Schema documentation about use of <SP> needs clarification - Based on the Board’s last discussion, there is support for adding a Content attribute to the SP element.
Add LANG and ROTATION attributes to Page element - Art will ask for a use case and link the issue to the discussion on shape-element usage.
wrt agenda item 4. Touch base on high priority schema issues:
ALTO - PAGE xml: Object mapping and possible transformation generation - Christian’s document is a good start at listing the element mapping between ALTO and PAGE. Stefan’s feeling is that this may no longer be a high priority. Ashok asked if ALTO should have the goal of being the unified format for text representation as an alternative to encodings like PAGE. Stefan noted that PAGE captures aspects of documents that ALTO does not, and that ALTO reflects its origins in the context of METS, where METS encodes the higher level, logical structure of a document.
Confidence value calculation (CC - WC - PC) - annotation extension - Jo pointed out that as the number of OCR engines increase that produce ALTO, the greater the need is for clarity on confidence values. Stefan asked if it would be possible to use identifiers to indicate what algorithm was in use and noted that there might be great variations in how metrics for glyph and word accuracy are used. Ashok described how his team utilizes an error rate calculated from a development set at the character level, that is then aggregated for a coarser granularity. Frederick suggested that the Board provide a standard that OCR providers can follow.
Reading Order (IMPACT) - As with ALTO-PAGE, this issue reflects a desire for a higher level, logical encoding. PAGE supports this functionality and this issue again explores whether there should be overlap between ALTO and representations like PAGE and METS.
wrt agenda item 5. Language Discussion:
Hany described some of his experience with Arabic OCR. He did extensive work on font libraries at the Library of Alexander, and identified variations in OCR results between bitonal images and color scans.

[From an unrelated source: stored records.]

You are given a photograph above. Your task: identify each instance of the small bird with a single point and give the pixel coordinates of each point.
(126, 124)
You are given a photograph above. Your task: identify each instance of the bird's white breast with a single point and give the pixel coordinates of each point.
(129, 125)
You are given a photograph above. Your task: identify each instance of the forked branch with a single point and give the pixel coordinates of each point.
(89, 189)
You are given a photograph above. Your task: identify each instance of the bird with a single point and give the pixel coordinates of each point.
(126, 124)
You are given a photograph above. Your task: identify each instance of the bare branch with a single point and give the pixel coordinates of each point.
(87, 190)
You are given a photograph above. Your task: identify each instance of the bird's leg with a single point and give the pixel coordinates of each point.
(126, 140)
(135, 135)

At the Qatar National Library, assigning the proper font library has proved to be an important step in digitizing materials, and the workflows there can include machine learning and processes that utilize the first few pages of a book for initial testing and training. They have agreed to OCR 8,000 books from the University of New York’s Arabic collection and Hany noted that the SHARIAsource project, which has a kick-off meeting in the next week, may surface issues associated with encoding Arabic OCR in ALTO. Frederick would be interested in learning more about the University of New York project.
Cally provided information on the NewspaperSG at the National Library of Singapore. NewspaperSG has been in operation for nearly a decade, and covers over 200 titles across multiple languages. They have not yet identified an effective OCR solution for Tamil and Javanese language materials. Raju will send some options, noting that there some OCR companies in India with this expertise, and pointed out that some Indian languages use letters from the Arabic alphabet, such as Urdu and Hindi.

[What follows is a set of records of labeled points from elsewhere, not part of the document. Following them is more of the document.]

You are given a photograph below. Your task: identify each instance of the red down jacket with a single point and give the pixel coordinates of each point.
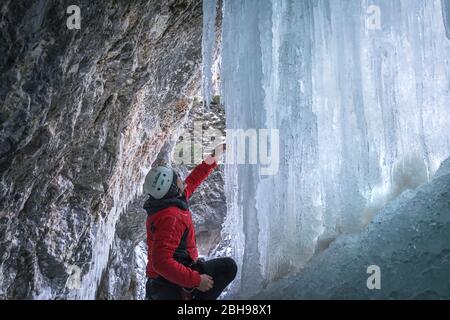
(165, 230)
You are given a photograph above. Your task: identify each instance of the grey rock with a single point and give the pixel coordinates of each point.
(82, 113)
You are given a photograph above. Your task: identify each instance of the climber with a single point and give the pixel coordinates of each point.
(174, 271)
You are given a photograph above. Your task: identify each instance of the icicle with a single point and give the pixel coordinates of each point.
(208, 44)
(446, 14)
(362, 115)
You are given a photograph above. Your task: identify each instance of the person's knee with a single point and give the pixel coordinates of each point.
(231, 267)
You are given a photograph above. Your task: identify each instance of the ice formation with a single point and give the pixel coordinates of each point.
(360, 93)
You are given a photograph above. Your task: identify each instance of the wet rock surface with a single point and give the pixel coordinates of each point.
(83, 114)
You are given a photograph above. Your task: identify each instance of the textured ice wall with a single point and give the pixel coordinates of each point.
(208, 43)
(408, 241)
(360, 94)
(446, 15)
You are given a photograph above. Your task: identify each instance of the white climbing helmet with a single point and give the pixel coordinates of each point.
(158, 181)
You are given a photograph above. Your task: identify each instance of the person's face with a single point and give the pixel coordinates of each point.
(181, 185)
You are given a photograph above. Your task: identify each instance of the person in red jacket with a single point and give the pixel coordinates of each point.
(174, 270)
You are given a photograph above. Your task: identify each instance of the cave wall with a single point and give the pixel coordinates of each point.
(84, 113)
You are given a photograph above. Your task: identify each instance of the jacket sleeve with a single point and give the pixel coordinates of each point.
(196, 177)
(165, 240)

wrt agenda item 6. Follow up on upcoming F2F meeting at DATeCH 2019:
Art will touch base with Clemens about reaching out to Günter Mühlberger for joining the meeting.
The ALPS Schema may provide some ideas on how to represent lattice structures in XML. Ashok will check if any of the internal representation of the lattice structure used by the Cloud Vision team can be shared. The lattice is stored internally in a protocol buffer, and represents multiple hypotheses, which may have value for handwriting representation and Ashok will be able to step through it in person at the meeting in DATeCH.
It was agreed that a Schema issue will be created on the use of ALTO for handwriting in order to provide a starting point for discussion.
wrt agenda item 8. The next meeting is tentatively scheduled for March 22, 2019 at 9am EST.